# Sculptures



## Monaque (Apr 3, 2015)

Hi all. Just thought I`d post some of my new sculptures here, going to exhibit them in an open exhibition the gallery I belong to puts on every summer.
First bust is called Broken.

















Thanks for looking.
Monaque.


----------



## Monaque (Apr 3, 2015)

My second bust is called Star.
















They are both in the air drying stage now and will be fired in the future when they are dry enough.

Thanks for looking.
Monaque.


----------



## K.S. Crooks (Apr 3, 2015)

You really captured the despair and hopelessness in Broken. The eyes, forehead and tilt of the neck show a lot of surrender. Great work.


----------



## Monaque (Apr 4, 2015)

Thanks, KS. 
The first is around 1/2 life size, the second around 3/4, amazing how much they shrink just in the air drying stage.


----------



## Warm Hands Cold Heart (Apr 4, 2015)

These are great! I find myself especially drawn to the line created by the shoulders and collar bone in the first picture you posted of Star. Nice work.


----------



## Monaque (Apr 4, 2015)

Thanks, Warm Hands


----------



## Hananas59 (Apr 13, 2015)

I really how like these sculptures. They are smooth, especially the part under the head. The hair appears to be a little bit messy, but that can be the roughness on the job. I like them though, because they express themselves fenomenal, and they are technically correct IMO.
Great job


----------



## Monaque (Apr 13, 2015)

The hair was done like that on purpose, and thanks for your comments.


----------



## Gumby (Apr 13, 2015)

Wow! Those are just totally awesome!


----------



## Monaque (Apr 13, 2015)

cheers, Gumby.


----------



## Bloggsworth (Apr 13, 2015)

Very impressive indeed, subtle where subtlety is required, impressionistic in other areas so as not to distract.


----------



## Monaque (Apr 14, 2015)

thank you, Bloggsworth.


----------



## escorial (Apr 14, 2015)

very theatrical..excellent


----------



## Monaque (Apr 14, 2015)

cheers, Escorial.


----------



## Scarygothgirl (Apr 20, 2015)

Amazing! Such realistic looking skin, especially the neck details!


----------



## Monaque (Apr 20, 2015)

Thanks, Scarygothgirl


----------



## Abby (Apr 27, 2015)

Wow, really impressive! I love sculpting but sadly don't have means to buy a kiln or the apace to install one. Do you sculpt at home?


----------



## Monaque (Apr 27, 2015)

Thanks, Abbey. Yes, I sculpt at home and have a pretty good size kiln in a shed in my fathers farmyard. I do have the opportunity to use some of my fathers spare shed space, which I`m grateful for.


----------



## Raleigh (May 1, 2015)

How did you make that? I mean, aside from clay, but that is really good. I don't have the patience for something like this. It came out really good  great job!


----------



## Monaque (May 1, 2015)

Thanks, Raleigh. A lot of knowledge of course, you build that up through your use of clay, what you can and can`t get away with. I used a method that incorporates something called leather hardness, where the clay becomes hard enough to bear weight but not so hard that it won`t rehydrate. It`s interesting what you can do once you get used to that type of working.


----------



## Monaque (May 26, 2015)

Ok, someone wanted to know what colour these sculptures end up with when they are dry, so i took another photo of Broken now fully air dried.

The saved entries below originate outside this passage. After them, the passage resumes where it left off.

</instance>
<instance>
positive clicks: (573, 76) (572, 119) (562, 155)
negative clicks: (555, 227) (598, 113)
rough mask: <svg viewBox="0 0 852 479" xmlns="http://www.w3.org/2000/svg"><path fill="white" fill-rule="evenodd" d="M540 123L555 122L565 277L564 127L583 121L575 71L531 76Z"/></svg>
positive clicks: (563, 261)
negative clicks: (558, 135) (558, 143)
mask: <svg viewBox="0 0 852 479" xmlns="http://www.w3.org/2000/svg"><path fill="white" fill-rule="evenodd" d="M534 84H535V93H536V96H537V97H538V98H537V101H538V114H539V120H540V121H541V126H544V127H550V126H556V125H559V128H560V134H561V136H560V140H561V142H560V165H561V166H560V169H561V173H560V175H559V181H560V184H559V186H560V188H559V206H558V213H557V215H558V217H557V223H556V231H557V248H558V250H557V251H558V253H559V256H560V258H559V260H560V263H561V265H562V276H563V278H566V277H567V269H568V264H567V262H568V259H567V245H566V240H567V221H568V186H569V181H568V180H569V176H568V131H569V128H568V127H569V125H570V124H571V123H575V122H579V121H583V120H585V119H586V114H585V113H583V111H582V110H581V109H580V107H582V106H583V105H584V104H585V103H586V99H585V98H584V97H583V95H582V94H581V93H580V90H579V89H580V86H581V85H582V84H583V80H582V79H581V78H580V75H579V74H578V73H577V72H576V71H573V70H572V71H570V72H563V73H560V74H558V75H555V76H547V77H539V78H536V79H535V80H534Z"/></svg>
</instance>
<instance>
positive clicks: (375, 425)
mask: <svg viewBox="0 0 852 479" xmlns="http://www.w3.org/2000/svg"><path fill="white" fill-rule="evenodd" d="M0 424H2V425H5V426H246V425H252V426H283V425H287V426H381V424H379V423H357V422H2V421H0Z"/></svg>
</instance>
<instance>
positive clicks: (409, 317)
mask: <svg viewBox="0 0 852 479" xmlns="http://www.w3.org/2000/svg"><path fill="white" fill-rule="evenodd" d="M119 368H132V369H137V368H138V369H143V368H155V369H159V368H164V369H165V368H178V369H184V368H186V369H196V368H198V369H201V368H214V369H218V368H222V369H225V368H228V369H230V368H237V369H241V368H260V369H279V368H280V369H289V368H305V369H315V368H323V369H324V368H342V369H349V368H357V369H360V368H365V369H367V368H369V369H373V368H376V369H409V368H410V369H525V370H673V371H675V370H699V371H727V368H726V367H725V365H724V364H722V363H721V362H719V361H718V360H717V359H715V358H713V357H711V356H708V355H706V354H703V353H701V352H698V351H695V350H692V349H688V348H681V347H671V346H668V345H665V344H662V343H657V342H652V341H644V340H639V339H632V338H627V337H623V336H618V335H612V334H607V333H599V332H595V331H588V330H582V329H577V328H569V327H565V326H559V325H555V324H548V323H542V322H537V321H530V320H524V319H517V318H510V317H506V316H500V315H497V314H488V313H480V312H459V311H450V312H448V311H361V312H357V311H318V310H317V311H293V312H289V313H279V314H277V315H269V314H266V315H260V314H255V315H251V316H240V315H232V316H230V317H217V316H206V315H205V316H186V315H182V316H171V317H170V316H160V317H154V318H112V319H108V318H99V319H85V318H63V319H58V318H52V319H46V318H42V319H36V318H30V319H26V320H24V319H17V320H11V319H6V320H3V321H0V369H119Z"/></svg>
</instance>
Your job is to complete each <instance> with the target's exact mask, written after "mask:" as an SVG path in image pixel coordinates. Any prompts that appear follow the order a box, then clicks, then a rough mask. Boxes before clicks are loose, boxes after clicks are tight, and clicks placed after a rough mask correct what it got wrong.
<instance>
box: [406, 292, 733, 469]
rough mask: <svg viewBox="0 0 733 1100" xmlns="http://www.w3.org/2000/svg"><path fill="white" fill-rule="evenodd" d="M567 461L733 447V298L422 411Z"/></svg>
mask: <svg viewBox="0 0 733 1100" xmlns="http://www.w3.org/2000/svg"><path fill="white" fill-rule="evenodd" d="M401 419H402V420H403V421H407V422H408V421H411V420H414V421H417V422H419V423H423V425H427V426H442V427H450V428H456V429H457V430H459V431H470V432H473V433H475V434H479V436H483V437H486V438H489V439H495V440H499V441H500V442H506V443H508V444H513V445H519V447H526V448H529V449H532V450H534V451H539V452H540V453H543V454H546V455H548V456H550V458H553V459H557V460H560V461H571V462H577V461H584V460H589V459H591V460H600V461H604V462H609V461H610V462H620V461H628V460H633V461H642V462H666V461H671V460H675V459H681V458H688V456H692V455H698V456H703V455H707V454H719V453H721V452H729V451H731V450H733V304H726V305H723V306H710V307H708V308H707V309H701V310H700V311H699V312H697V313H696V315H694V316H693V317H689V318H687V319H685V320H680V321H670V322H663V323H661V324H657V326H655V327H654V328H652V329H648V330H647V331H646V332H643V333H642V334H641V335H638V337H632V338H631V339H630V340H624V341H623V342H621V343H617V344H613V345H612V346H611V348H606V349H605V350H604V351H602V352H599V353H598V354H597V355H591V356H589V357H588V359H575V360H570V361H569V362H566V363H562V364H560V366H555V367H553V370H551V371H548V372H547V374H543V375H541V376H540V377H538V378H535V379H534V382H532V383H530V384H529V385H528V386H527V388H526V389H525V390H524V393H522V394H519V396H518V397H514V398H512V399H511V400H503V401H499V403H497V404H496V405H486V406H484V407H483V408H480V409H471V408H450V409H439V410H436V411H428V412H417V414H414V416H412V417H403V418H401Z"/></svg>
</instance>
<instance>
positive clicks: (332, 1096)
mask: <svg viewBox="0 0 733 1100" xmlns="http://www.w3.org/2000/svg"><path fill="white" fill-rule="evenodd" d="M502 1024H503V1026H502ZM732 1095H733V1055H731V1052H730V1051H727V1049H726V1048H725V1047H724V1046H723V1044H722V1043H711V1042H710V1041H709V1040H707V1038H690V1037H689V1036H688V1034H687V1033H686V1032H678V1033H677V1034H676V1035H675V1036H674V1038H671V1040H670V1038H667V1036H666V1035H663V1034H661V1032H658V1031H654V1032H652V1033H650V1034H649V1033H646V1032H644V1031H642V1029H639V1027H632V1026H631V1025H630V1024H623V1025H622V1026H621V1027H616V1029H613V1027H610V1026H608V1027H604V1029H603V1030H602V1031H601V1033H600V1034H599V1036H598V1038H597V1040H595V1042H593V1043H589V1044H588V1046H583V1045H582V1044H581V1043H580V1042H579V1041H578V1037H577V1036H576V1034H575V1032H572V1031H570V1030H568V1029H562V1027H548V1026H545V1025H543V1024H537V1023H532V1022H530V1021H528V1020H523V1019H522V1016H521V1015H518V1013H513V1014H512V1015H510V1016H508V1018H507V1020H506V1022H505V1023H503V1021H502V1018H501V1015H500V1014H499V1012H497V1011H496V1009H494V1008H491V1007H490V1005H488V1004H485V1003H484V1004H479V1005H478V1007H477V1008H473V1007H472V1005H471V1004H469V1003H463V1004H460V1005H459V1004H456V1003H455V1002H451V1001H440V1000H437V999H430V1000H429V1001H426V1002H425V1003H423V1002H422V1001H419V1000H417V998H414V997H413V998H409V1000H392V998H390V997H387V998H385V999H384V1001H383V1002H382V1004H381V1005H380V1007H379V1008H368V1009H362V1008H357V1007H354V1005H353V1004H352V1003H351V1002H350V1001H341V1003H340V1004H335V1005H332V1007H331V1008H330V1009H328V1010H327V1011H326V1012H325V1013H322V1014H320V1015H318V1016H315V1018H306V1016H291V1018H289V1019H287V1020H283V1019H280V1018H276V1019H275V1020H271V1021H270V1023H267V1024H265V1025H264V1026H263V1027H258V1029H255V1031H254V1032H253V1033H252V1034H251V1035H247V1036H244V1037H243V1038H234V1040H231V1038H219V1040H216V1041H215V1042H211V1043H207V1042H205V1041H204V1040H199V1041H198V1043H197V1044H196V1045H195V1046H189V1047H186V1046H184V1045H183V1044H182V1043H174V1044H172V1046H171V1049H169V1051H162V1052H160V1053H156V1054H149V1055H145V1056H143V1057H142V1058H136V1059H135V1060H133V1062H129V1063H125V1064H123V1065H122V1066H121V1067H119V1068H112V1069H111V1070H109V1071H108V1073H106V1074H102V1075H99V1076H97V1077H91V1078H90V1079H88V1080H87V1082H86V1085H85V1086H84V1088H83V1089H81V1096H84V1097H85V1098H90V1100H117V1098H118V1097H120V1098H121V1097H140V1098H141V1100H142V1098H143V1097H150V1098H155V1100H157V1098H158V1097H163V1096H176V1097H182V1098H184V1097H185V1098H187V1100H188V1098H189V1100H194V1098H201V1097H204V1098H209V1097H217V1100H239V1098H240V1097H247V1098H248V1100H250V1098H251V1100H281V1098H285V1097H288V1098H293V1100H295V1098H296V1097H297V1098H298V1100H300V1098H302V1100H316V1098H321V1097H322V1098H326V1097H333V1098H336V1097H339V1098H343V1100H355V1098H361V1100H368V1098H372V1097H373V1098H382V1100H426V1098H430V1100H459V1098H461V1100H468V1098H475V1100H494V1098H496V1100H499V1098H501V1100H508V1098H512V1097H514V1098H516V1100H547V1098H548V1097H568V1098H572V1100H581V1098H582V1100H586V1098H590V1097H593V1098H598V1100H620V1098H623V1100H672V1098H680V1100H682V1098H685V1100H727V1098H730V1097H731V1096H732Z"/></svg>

kind of an off white colour, earthenware of most types ends up around this colour. there are some minor cracks in this and some breakaway at the very bottom, that does tend to happen unfortunately. i`ll sandpaper that off pretty soon, make a chamfer.


----------



## Raleigh (May 26, 2015)

Monaque said:


> Thanks, Raleigh. A lot of knowledge of course, you build that up through your use of clay, what you can and can`t get away with. I used a method that incorporates something called leather hardness, where the clay becomes hard enough to bear weight but not so hard that it won`t rehydrate. It`s interesting what you can do once you get used to that type of working.



Whoa, I know I took a sculpture class in high school. My work wasn't as awesome as your pieces, but I got by with an A. I wanna start working with clay again now :3


----------



## Monaque (May 27, 2015)

Raleigh said:


> Whoa, I know I took a sculpture class in high school. My work wasn't as awesome as your pieces, but I got by with an A. I wanna start working with clay again now :3



it`s amazing to work with, very pliant at one point to hard enough to scrape at another. so much to learn and work with. i always love that, when you attack a subject that has a lot of knowledge attached. it may take years but they are fun years.


----------



## OrigamiSweaterClub (Jun 7, 2015)

These are beautiful!


----------



## escorial (Jun 8, 2015)

they look even better dried


----------



## Monaque (Jun 8, 2015)

cheers guys.


----------